Трагическая участь постигла чуть ранее драматурга Я. Б. Княжнина, автора «Дидоны», не так давно поставленной в доме Бакунина, где Мария Алексеевна играла главную роль. В 1789 году в казенном театре шли репетиции его трагедии «Вадим Новгородский», прекращенные после известий о штурме Бастилии: пьеса его не «показалась». Попала, кроме того, кому-то на глаза крамольная рукопись Княжнина «Горе моему отечеству», о чем рассказывает его ученик С. Н. Глинка и приводит из нее цитату: «Должно сообразоваться с ходом обстоятельств... Французская революция дала новое направление веку». В декабре 1790 года Княжнина вызывали в Тайную экспедицию (по делу «Вадима» и этой рукописи) на допрос к тому же Шешковскому. Вскоре, 14 января 1791 года, после истязаний и пыток Княжнин скончался.
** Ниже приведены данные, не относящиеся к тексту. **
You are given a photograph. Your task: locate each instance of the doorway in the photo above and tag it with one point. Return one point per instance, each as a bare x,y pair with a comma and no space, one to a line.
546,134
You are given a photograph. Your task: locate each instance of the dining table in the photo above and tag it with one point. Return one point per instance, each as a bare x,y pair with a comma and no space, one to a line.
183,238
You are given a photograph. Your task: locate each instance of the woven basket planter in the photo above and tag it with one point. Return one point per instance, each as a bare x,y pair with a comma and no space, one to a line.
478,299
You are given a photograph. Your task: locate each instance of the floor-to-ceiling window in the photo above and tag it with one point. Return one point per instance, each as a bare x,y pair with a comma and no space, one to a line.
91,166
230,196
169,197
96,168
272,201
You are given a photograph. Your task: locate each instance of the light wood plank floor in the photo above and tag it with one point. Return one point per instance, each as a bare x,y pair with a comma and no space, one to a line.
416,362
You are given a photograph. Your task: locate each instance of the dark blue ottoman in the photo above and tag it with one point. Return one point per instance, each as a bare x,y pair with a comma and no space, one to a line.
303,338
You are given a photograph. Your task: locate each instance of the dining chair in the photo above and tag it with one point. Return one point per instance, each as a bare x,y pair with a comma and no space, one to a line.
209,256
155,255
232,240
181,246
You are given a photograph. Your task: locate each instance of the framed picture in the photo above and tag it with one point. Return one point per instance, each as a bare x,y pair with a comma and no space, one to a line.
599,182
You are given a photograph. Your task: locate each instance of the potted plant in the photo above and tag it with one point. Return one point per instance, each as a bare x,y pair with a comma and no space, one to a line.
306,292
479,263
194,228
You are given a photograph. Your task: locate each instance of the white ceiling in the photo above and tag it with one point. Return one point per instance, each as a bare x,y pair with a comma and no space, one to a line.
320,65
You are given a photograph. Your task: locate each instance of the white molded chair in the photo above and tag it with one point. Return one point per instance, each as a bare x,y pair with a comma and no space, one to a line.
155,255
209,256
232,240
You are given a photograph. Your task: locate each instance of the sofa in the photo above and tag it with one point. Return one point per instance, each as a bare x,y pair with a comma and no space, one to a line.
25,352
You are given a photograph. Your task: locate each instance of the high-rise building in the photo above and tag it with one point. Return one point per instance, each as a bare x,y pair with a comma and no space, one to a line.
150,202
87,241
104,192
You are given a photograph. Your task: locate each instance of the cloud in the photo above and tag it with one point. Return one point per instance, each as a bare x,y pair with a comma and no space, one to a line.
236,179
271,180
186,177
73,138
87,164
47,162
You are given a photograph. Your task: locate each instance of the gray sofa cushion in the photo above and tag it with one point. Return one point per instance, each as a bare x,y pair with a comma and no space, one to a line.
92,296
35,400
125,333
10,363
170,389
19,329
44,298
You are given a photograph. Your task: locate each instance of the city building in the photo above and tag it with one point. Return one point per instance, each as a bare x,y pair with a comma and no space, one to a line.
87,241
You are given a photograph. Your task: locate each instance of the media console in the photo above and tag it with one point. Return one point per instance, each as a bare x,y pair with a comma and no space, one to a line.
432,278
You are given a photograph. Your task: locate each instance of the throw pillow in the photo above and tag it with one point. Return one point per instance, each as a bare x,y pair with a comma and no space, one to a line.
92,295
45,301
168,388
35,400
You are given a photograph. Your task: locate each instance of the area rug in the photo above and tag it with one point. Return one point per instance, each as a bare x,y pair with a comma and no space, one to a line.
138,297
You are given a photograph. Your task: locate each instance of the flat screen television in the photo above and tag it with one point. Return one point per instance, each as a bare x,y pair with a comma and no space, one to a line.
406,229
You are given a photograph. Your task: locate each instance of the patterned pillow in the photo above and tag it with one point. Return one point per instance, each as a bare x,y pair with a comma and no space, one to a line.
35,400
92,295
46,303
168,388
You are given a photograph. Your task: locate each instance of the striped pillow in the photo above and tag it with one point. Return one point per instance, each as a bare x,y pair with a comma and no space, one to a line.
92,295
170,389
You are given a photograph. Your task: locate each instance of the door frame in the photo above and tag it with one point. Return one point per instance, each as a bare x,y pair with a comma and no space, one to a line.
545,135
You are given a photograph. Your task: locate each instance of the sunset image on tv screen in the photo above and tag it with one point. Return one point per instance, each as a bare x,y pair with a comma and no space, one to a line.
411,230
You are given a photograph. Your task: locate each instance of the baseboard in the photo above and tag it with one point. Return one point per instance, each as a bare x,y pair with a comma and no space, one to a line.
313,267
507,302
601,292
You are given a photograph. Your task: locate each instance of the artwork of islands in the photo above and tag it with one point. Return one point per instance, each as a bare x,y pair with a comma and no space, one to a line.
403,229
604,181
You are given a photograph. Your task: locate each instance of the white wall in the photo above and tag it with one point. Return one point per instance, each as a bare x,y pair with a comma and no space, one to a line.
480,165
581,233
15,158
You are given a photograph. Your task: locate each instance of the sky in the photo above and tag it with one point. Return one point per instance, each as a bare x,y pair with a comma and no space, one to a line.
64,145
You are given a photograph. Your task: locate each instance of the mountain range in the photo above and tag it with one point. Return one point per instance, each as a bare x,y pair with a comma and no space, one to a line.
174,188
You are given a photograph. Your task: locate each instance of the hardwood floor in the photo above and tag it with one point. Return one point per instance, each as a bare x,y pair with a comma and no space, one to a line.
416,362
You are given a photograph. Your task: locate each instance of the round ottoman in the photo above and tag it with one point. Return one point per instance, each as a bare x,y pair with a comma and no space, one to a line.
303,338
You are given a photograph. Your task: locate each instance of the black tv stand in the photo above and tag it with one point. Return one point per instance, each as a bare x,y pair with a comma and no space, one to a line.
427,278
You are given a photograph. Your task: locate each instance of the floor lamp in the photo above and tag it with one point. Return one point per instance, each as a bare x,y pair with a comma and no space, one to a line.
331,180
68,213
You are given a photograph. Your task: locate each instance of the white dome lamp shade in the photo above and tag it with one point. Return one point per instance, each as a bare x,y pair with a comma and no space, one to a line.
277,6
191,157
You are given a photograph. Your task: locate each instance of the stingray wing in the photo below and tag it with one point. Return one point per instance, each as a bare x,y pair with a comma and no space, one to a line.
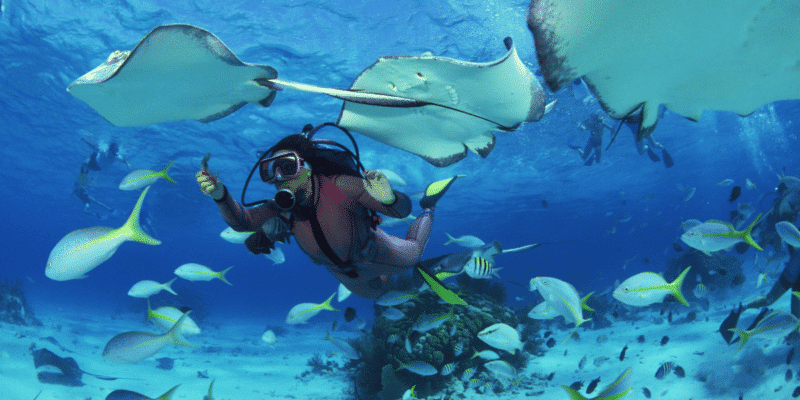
732,55
176,72
464,102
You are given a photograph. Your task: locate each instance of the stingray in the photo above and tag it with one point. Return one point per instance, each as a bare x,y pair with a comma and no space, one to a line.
730,55
70,374
435,107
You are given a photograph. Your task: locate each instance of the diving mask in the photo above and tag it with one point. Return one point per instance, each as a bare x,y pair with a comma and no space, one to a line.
280,168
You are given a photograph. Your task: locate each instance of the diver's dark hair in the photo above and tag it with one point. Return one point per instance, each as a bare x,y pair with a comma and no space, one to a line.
325,157
323,161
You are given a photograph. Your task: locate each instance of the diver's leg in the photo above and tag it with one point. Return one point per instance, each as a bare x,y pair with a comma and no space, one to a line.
640,146
396,255
789,278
Знал ли об этих событиях Львов? Можно ответить с полной уверенностью: знал, без сомнения. Читал ли он «Путешествие из Петербурга в Москву»? Читал. Не мог не читать, тем более что в процессе по делу Радищева принимал участие и Безбородко. Львов был его поверенным в самых секретных делах: например, он копировал письма Екатерины. Но ни единого слова, намека на дело Радищева нет в обширном эпистолярном наследии ни Львова, ни Державина, ни Капниста.
Состояние духа у них было далеко не веселое. Их личные дела не ладились. Губернаторство Державина в Тамбове окончилось крахом: уже в декабре 1788 года он получил отставку и был отдан под суд. Путем громадных трудов и усилий, после длительной волокиты ему удалось кое-как оправдаться. Львов давно уже страдал от безделья. Его архитектурные проекты приносили мало дохода; строительство во время войны сократилось. Много средств требовалось на освоение участка у Малого Охтенского перевоза. Чтобы выпутаться из долгов, пришлось на этом участке завести пивоваренный и полпивной завод на манер образцовых английских. «Хлеб мне и на пивоварню надобен будет», - писал он Державину. Оба они пытались поправить дела путем переправки зерна в Петербург из Тамбова, где оно было дешевле, но ничего из этого толком не вышло. «Касательно до торгу нашего хлебом, - пишет Львов в 1786 году, - если онный зависит от денежной помощи и капиталу, то нечего и думать: заняв 59 тыс. рублей, исчерпал я все кладези одолжения; итак, отложим блины к иному дни», и в конце концов признается: «Я в подобных делах по невежеству моему великая свинья»66.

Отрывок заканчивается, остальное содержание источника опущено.